The second article he argues that America should not directly challenge the Soviet Union, but allow it to decay from within, a consequence we watched unfold in the 1980’s.
The first of the Grinnell lectures basically reprises the Walgreen lectures and then considers Korea and Vietnam. He contends that our assessment of Communist global expansionist ambitions to be flawed, especially in Vietnam where he assessed Ho to first of all be a nationalist. In Korea, we failed to reckon with how our military presence in Japan, shutting out the Soviet Union, would be perceived as a threat warranting “consolidation of its military-political position in Korea, with all our efforts costing 54,000 casualties to achieve merely the status quo ante. I find this a bit troubling as he seems to infer that it would be fine if all of the Korean peninsula were communist. I don’t suspect today’s South Koreans, as much as they would like to see the reunification of Korea, would prefer communist rule. But there is an interesting question of whether a different settlement was possible if we had settled things differently with Japan, a historic enemy of Russia.
The second lecture argues that the large scale militarization of the U.S. in the post war reflected mistaken notions of Soviet global conquest and the folly of the nuclear arms race. He argues that having made these dispositions we cannot walk back commitments either to Japan or to NATO. His call is simply for a greater humility in our diplomacy, and that example is more powerful than demand. He hoped a budget of over $250 billion for our military would not be necessary. (Now it is over $750 billion).

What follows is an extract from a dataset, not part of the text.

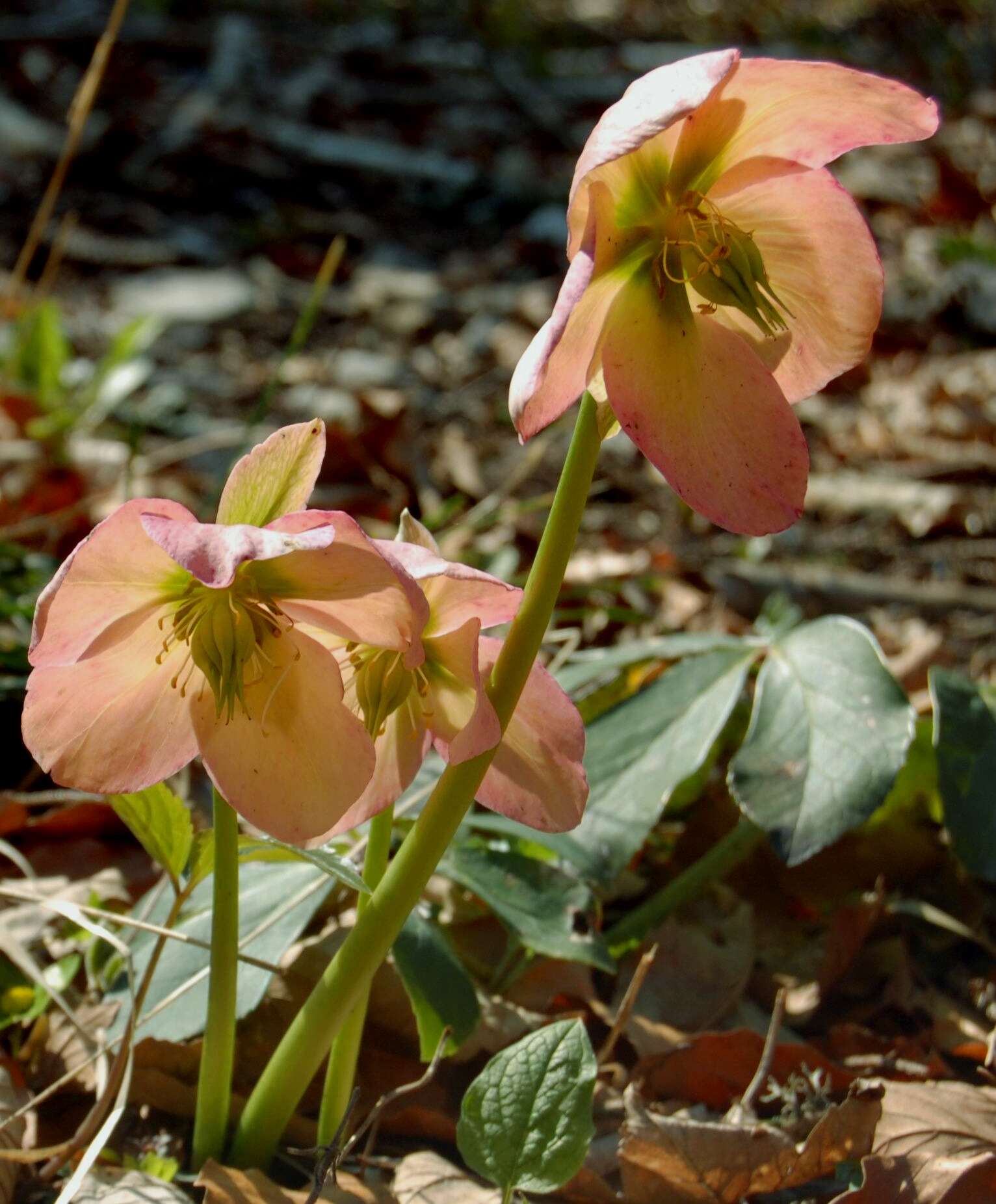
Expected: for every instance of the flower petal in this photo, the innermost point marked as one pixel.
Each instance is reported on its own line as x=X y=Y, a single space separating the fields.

I am writing this on the eve of what may be a massive Russian invasion of Ukraine, once part of the former Soviet Union. I cannot help but think of Kennan’s observations about both the communist mindset in Russia, humiliated in 1989, but hardly extinguished, and our lack of steady, professional diplomacy in the years since while the Putin government has been an implacable constant. I’m troubled by the corrosion from within, not of Russia but our own country, and the danger that this could further undermine a steady realism in our foreign policy.
A larger issue that Kennan raises is whether it is possible to have a “moral” diplomacy. One the one hand we may often be deceived by our own claims to morality or blind to other factors in international situations. Yet humility is a moral virtue. The recognition of human dignity inherent in our commitments to democracy is moral. Perhaps this compact volume was not the place to unpack whether a moral, if not moralistic diplomacy is possible. Perhaps we need to turn to his spiritual mentor, Reinhold Niebuhr, to explore these arguments, elaborated in Moral Man and Immoral Society and other works. Whatever we might conclude, Kennan’s call for a professional, unpoliticized and unmilitarized diplomacy that takes develops a long term approach to American diplomacy is worth considering.